Learn FastAPI through building a simple food tracker

By on 12 May 2022

If you’re doing any type of web development in Python, there’s a good chance you’ve heard about FastAPI by now.

If not, go check it out now. It’s performant, intuitive and time saving (thanks to Pydantic / type hinting) and it supports API standards, e.g. OpenAPI (previously Swagger).

You cannot leave this powerful framework out of your toolset.

And although it’s true you can get an API running with FastAPI really fast and with little code, to build something more serious takes a bit of practice.

Hence we created a FastAPI learning path on our platform.

In 10 exercises you will write a simple API to track food / calories. This takes you from complete beginner to building your first CRUD (Create-Read-Update-Delete) API including authentication with JWT (JSON Web Tokens).

The following is a summary of the 10 FastAPI Bite exercises. Note that they build upon each other, becoming accessible as you solve more of them.

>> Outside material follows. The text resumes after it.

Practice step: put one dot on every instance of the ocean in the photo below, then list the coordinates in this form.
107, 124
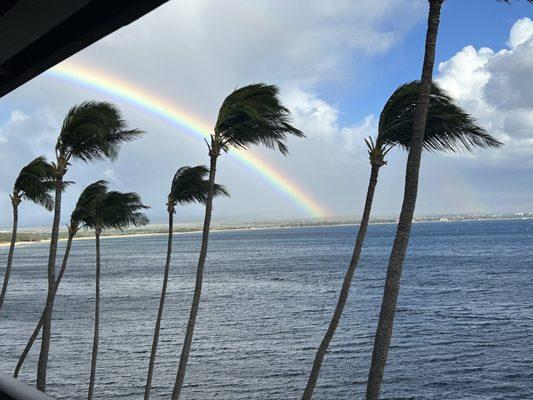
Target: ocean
463, 329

  • 1) FastAPI Hello World 
    To get up and running you’ll write your first endpoint returning a dict.
  • 2) A little detour: Pydantic 
    You’ll learn to use Pydantic, which is an awesome library to do data validation and settings management using Python type annotations. New to type hints? Check out our article series here.
  • 3) Create food objects
    With the basics of Pydantic learned, you will start creating food objects through a FastAPI endpoint.
  • 4) Retrieve food objects
    Now that our API can add food objects, in this exercise you’re going to retrieve them. 
    To keep it simple this is all in memory. In a future learning path we’ll use a database for persistence (using SQLModel).
  • 5) Update and delete food objects
    The last two actions for the the full food CRUD. We also have you add a bit of exception handling when a user tries to update a food object that does not exist.
  • 6) Pydantic part II
    In order to measure daily food intake as a user, our current Food model is not enough. We also need User and FoodEntry models. You will create those in this exercise.
  • 7) Food logging CRUD
    In this exercise you will use the Pydantic FoodEntry model (which contains the Food and User models as well). You will create the CRUD (create-read-update-delete) for this model which gives you a nice opportunity to practice again what you’ve learned in the first 5 FastAPI Bites.
  • 8) FastAPI Exception handling
    In this Bite exercise we’ll take the API we built in the last exercise and have you add some more exception handling covering some specific scenarios.
  • 9) Return an HTML response
    You use FastAPI primarily to build APIs, but it can also be used as a web framework (although we think Django is a better option for this). In this Bite you will return an HTMLResponse with embedded HTML.
  • 10) FastAPI Authentication with JWT (JSON Web Tokens)
    In this Bite you’ll lock down the API using FastAPI’s OAuth2 with Password (and hashing), Bearer with JWT tokens guide. Throughout this exercise you will add all the pieces to effectively make the API secure using JWT tokens and secure password hashing.

    This last Bite is the most challenging one, but persist through and you’ll earn 10 points (as opposed to the regular 2-4 points per Bite) towards your next Pybites Ninja Belt.

Start our FastAPI learning path today, the exercises are free. Head over to https://codechalleng.es/bites/paths/fastapi and start coding!

We hope you enjoy this learning path and that it gives you enough practice to build your own API upon completing it.